Nowhere else is this more apparent than in the works commissioned of Gwon by Hermès, for whom he has spent a year creating The Art of The Image_New Sculpture, a series of works celebrating the label’s theme for 2016, Nature at Full Gallop. The resulting pieces expand on the Deodorant Type series, with subjects ranging from animals (a white tiger, a fox, a snow leopard) to Korean national treasures, pieces from the venerable French fashion house’s ready-to-wear collections worn by Korean male model Sung Jin Park (known on Instagram as Teriyaki Papi) and accessories, namely the smiling Bolide 45 Shark bag taken from the Autumn/Winter 2016 collection.

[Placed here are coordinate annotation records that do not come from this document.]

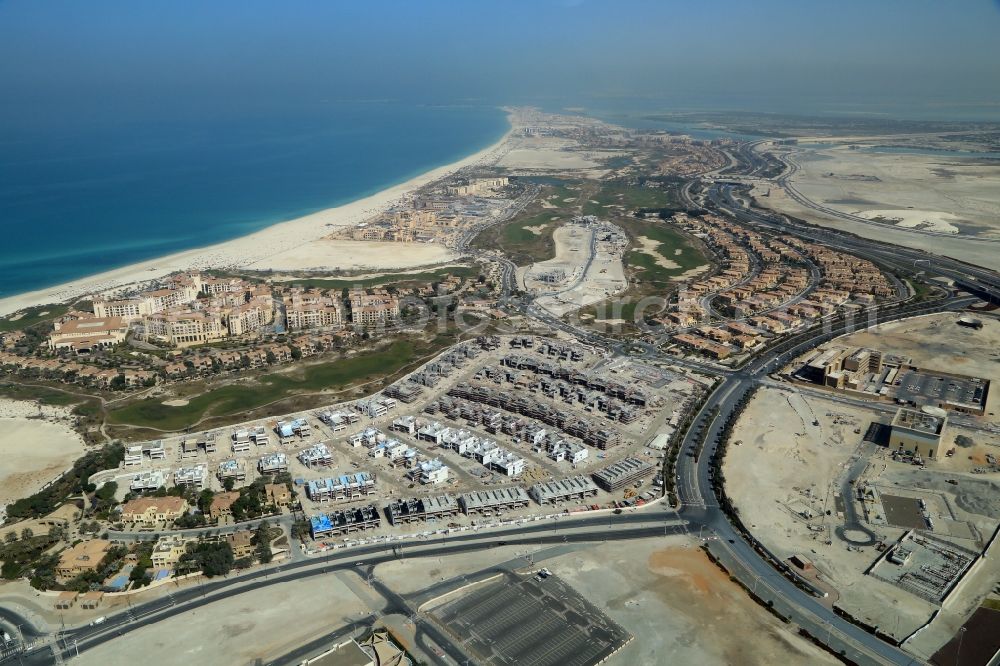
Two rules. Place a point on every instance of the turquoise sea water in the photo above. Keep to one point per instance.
(77, 201)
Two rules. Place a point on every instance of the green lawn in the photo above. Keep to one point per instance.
(32, 316)
(629, 196)
(669, 241)
(234, 399)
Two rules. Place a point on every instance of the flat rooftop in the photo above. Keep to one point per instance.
(918, 421)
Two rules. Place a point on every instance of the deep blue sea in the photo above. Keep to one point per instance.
(85, 198)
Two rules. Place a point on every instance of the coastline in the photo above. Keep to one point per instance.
(257, 248)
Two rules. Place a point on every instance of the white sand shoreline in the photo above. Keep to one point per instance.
(257, 247)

As an artist who came of age during the boom and bust of the Korean art world, Gwon has been labelled in the past as ‘the artist with a lot of talent but no luck’. At the turn of the millennium, Gwon entered the local art scene at a time of considerable prosperity, when the demand for new artists’ work was high and the globalised Asian art market was enjoying a similar upswing. However, in correlation with the global recession of 2008, the local art market suffered a similar crash from which it has been unable to fully recover.

“Even though the current situation is not very good, I believe it’s a good time for new forms of art to be introduced,” says Gwon. “I am an artist. It’s my job to carry on.”

Artist Osang Gwon poses alongside his work as seen in situ at the Hermès Sydney store
Credit: Supplied courtesy of Hermès

In light of his collaboration with Hermès in Australia, his residencies throughout Asia and exhibitions throughout Europe, America and the UK, I ask Gwon if he feels his luck has since changed as he approaches the end of his second decade as a working artist – in itself a sure sign of viability and success.

“You see, it is a relief because some people I know who were lucky in the early stages are no longer in the scene. I entered the art world at a young age, and there were times when my name was not recognised by anybody, but at the same time I never actually experienced a very big boom either, [so] it seems that my luck keeps on improving.

“I’m aware that behind the superficial appearance of success can be an element of misfortune. There’s an idea embedded into people who went to art school [that success] seems to be very splendid and luxurious. I believe that success is to live a peaceful and happy life. Not to live like Van Gogh, but like Claude Monet.”

The Art of The Image_New Sculpture is available to be viewed in the windows of the Hermès Sydney store at 135 elizabeth street until November 25.